CIMR: Contextualized Iterative Multimodal Reasoning for Robust Instruction Following in LVLMs
This addresses robust instruction following in AI systems for applications requiring multi-modal reasoning, but it is incremental as it builds on existing models with a novel refinement module.
The paper tackles the problem of large vision-language models struggling with complex multi-modal instructions by proposing CIMR, a framework with iterative reasoning and self-correction, achieving 91.5% accuracy on a new dataset, outperforming models like GPT-4V.

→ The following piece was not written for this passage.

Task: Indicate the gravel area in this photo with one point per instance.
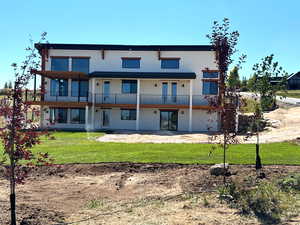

The rapid advancement of Large Language Models (LLMs) and Large Vision-Language Models (LVLMs) has enhanced our ability to process and generate human language and visual information. However, these models often struggle with complex, multi-step multi-modal instructions that require logical reasoning, dynamic feedback integration, and iterative self-correction. To address this, we propose CIMR: Contextualized Iterative Multimodal Reasoning, a novel framework that introduces a context-aware iterative reasoning and self-correction module. CIMR operates in two stages: initial reasoning and response generation, followed by iterative refinement using parsed multi-modal feedback. A dynamic fusion module deeply integrates textual, visual, and contextual features at each step. We fine-tune LLaVA-1.5-7B on the Visual Instruction Tuning (VIT) dataset and evaluate CIMR on the newly introduced Multi-modal Action Planning (MAP) dataset. CIMR achieves 91.5% accuracy, outperforming state-of-the-art models such as GPT-4V (89.2%), LLaVA-1.5 (78.5%), MiniGPT-4 (75.3%), and InstructBLIP (72.8%), demonstrating the efficacy of its iterative reasoning and self-correction capabilities in complex tasks.